Programmer productivity and performance portability are two of the most important challenges facing users of exascale architectures that include heterogeneous compute nodes, deep memory hierarchies, and persistent memory. Library and application developers targeting these architectures will find it increasingly difficult to meet these two challenges without integrated capabilities that allow for flexibility, composability, and interoperability across a mixture of programming, runtime, and architectural components. The PROTEAS-TUNE project is developing a set of programming technologies that will provide developers with portable programming solutions for exascale architectures.
The PROTEAS-TUNE project focuses on performance portability and productivity across increasingly diverse and complex architectures. Key capabilities include support for heterogeneous computing; performance analysis; autotuning; programming nonvolatile memory; code transformations; and just-in-time compilation. In particular, the PROTEAS-TUNE team is developing and contributing several critical pieces of infrastructure and optimizations to enable application portability and high performance on exascale architectures to the community LLVM compiler project.
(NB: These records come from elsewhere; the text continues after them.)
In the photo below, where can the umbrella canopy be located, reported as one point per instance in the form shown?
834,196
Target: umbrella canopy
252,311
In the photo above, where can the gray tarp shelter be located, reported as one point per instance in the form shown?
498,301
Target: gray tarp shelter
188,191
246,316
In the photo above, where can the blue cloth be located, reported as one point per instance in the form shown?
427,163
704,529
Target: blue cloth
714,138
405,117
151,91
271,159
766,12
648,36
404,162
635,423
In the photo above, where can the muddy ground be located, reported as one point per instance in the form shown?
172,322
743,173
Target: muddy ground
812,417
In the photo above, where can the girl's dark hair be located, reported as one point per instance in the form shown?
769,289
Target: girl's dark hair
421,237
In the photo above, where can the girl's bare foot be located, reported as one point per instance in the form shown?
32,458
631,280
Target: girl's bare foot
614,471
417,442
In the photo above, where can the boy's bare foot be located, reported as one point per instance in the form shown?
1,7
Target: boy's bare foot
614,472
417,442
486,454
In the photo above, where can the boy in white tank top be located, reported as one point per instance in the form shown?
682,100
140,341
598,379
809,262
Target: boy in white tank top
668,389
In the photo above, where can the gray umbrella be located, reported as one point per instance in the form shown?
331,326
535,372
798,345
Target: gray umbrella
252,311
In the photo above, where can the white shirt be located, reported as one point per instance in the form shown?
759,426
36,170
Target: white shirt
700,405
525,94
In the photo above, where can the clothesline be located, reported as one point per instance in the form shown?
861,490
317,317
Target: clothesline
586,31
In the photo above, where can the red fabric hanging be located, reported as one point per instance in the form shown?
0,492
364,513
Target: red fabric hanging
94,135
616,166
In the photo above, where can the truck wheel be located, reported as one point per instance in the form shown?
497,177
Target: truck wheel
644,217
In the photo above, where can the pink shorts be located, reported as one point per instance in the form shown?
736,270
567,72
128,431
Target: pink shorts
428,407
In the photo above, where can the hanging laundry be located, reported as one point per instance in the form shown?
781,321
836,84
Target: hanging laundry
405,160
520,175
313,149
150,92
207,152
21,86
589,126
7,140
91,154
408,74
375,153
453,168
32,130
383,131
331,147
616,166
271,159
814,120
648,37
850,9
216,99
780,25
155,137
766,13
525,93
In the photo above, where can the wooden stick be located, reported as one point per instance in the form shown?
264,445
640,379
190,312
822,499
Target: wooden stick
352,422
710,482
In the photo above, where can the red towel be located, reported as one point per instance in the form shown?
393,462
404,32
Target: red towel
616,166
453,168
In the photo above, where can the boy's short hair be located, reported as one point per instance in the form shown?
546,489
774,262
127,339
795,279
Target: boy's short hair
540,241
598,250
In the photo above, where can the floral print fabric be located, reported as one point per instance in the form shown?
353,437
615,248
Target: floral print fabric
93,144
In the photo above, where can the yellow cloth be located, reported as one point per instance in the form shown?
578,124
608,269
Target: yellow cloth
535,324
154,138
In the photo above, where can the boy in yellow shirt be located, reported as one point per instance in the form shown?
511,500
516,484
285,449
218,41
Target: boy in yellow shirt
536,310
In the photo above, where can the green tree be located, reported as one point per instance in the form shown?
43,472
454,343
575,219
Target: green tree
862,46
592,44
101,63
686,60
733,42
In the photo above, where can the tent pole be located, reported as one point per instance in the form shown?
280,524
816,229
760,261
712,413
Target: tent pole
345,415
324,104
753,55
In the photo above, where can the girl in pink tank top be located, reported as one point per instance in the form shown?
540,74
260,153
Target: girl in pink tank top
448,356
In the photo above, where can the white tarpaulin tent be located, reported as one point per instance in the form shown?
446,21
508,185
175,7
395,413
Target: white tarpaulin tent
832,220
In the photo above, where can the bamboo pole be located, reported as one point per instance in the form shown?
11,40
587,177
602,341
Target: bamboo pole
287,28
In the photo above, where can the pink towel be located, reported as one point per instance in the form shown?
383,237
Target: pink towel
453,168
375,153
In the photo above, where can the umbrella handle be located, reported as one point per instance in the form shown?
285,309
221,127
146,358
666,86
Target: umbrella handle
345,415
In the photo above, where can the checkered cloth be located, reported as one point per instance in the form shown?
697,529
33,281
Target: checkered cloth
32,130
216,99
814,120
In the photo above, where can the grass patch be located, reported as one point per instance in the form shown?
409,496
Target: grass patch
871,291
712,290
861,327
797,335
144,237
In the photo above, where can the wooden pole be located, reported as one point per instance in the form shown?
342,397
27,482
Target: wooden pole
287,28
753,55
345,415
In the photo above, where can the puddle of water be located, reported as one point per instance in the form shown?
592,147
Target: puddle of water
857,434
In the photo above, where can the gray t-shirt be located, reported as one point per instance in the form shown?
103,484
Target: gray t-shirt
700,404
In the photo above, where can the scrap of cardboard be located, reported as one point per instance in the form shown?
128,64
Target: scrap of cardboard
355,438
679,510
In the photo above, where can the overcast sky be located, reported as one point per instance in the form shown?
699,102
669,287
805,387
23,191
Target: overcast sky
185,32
The PROTEAS-TUNE team is (1) improving the core-LLVM compiler ecosystem; (2) designing and implementing the OpenACC heterogeneous programming model for LLVM; (3) using performance modeling and optimization to enable code transformation and performance portability; (4) refining autotuning for OpenMP and OpenACC programming models in order to directly target challenges with heterogeneous architectures; (5) improving performance measurement and analysis tools for exascale architectures and applying them to improve application performance; (6) developing and implementing portable software abstractions for managing persistent memory; and (7) aggressively engaging library and application developers to use their technologies.
Progress to date
- The PROTEAS-TUNE team used modeling and performance optimization on proxy apps to evaluate application kernel speedup on pre-exascale architectures, which has driven improvements in threading, data layout, communication, and specialized hardware capabilities.
- The team built and demonstrated an initial implementation of the OpenACC heterogeneous programming model for LLVM.
- The team added multiple new capabilities to their performance measurement and analysis tools in order to support accelerator profiling, new programming models and languages, and workflows.
- The team developed and implemented a portability abstraction for using nonvolatile memory on pre-exascale architectures.